Авангард умирает, а китч воскресает преображенным: ни внутренней подавленности, ни самообмана, ни гипертрофированных до невсамдслитности «чувств-с». Утешение перестало быть фальшивым, музыка — плохой. Превращение тоже можно условно датировать. В 1976 году Валентин Сильвестров закончил пять пьес для фортепиано, названные «Китч-музыка». Тихие, сосредоточенно-скромные воспоминания о популярных романтических идиомах: о Шумане, Брамсе, Шопене. Никакой авторской интерпретации и, значит, стилистического нажима. Напротив, минус-интерпретация: снятие контрастов, имевшихся в подлинниках. Сильвестров словно вообще ничего не сочинил; только переписал старые ноты, всюду заменив громко на тихо. «Играть очень нежным, сокровенным тоном, как бы осторожно прикасаясь музыкой к памяти слушателя, чтобы музыка звучала внутри сознания» (из авторских предписаний исполнителям). Сильная эмоциональность стала слабой, «-в-с, -в-с» отвалилось от романтических чувств, и почва для иронии исчезла.

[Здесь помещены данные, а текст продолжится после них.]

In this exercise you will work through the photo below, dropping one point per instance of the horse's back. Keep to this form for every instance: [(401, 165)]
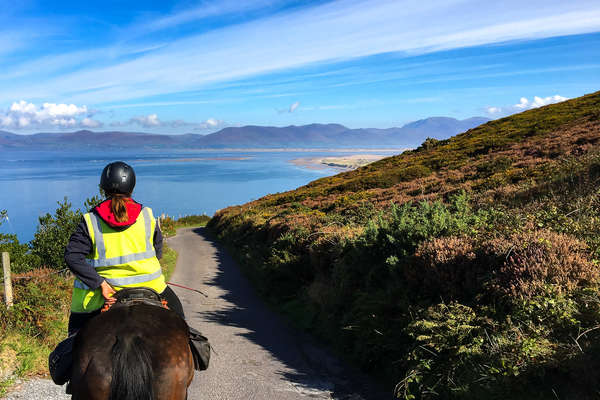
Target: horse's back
[(135, 330)]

Что произошло в «Китч-музыке» Сильвестрова? Композитор демонстративно сочинил стандартную форму (по образцам романтических фортепианных миниатюр). Структура ушла с поверхности и из концепции сочинения. И музыка ожила. Между тем именно романтизм начал вывод внутренней структуры на поверхность сочинения. Романтизм в пьесах Сильвестрова был прочитан исторически инверсированно, в направлении к классике, в побеге от тривиализации которой он оформлялся. «Романтизм назад» вбирает в себя также «авангардизм назад» и оказывается по отношению к «авангардизму вперед» единственным способом быть существенно новым.